An engine wherein the valve timing of the intake and exhaust valves can be switched over to a low-speed valve timing whereby a valve-open duration and a valve-lift amount are small and suitable for a low-speed revolution range and for a high speed valve timing where the valve-open duration and the valve-lift amount are large, and further suitable for a high-speed revolution range is known in Japanese Examined Patent Application Publication No. 33289/1974.
Japanese Unexamined Patent Application Publication No. 191426/1982 discloses a method having a no-load reference value which substantially conforms to a P.sub.B characteristic representing an intake negative pressure P.sub.B at each revolution speed of the engine when the engine with its transmission set in neutral is operated in such a manner that its revolution speed may be kept unchanged.
The method disclosed in the above-described publication further has a pressure sensor which detects an intake negative pressure employed as a load detecting means to detect the engine load, and wherein fuel supply to the engine is stopped in a range where the negative pressure detected is below the no-load reference value (i.e., closer to vacuum). Referred to as the no-load P.sub.B characteristic is an intake negative pressure necessary for generating an output that can make up for the friction loss of the engine. When this intake negative pressure is lower than the no-load characteristic, the engine performs a negative work in which the engine may be rotated by a counter driving torque from the driving wheel side so that the range wherein the negative pressure is lower than the no-load reference value is taken as a deceleration operation range and fuel supply to the engine is thus stopped.
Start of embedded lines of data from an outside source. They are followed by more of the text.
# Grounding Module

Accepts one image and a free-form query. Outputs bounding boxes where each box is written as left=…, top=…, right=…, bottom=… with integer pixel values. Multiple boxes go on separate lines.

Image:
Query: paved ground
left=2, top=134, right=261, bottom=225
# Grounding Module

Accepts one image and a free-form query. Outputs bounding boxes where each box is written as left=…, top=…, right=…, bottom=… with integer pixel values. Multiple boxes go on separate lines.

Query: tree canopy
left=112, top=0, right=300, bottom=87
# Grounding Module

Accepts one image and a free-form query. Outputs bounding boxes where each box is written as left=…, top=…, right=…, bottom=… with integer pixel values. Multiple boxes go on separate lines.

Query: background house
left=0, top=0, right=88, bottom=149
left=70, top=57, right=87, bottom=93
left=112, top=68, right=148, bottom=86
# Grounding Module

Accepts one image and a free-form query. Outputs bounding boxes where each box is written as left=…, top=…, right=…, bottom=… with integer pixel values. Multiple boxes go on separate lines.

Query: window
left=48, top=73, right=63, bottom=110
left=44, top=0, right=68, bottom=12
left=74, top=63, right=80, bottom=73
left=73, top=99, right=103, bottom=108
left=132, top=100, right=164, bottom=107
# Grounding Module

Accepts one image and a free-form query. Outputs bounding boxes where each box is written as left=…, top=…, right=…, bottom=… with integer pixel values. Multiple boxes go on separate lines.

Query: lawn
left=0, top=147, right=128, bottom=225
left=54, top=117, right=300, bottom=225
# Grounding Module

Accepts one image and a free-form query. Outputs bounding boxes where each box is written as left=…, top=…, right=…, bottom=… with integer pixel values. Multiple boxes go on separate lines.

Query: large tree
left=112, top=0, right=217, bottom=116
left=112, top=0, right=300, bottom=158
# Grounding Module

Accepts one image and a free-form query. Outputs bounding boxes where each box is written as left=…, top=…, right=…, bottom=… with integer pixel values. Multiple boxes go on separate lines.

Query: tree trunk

In an engine permitting to change the valve timing, the no-load P.sub.B characteristic also changes with the change of the valve timing and is represented by line a at a low-speed valve timing and by line b at a high-speed valve timing shown in FIG. 3. A revolution speed range where the no-load P.sub.B is relatively low is different between an operation with the low-speed valve timing and an operation with the high-speed valve timing. Accordingly, if a predetermined operation range where the fuel supply is to be stopped is set so as to match with one of the just-described valve timings, the fuel supply to the engine is stopped in a relatively high load range when the engine is operating at the other valve timing, and the engine drivability thus deteriorates.
In the state of operation where the intake negative pressure is slightly higher than the no-load P.sub.B, (i.e., when a vehicle is cruising at a low-load and at a constant speed) it is desirable to set the air-fuel ratio of the mixture somewhat to a leaner side than a theoretical air-fuel ratio for improving fuel economy. To this end, one alternative is a structural arrangement whereby a low-load reference value is set which is slightly higher than the no-load P.sub.B characteristic, and the fuel supply quantity to the engine is decreased in a low-load operation range where the intake negative pressure falls between the no-load reference value, as described above, and the low-load reference value. However, if this low-load operation range is set in conformity with one of the valve timings, the same above-described problem develops.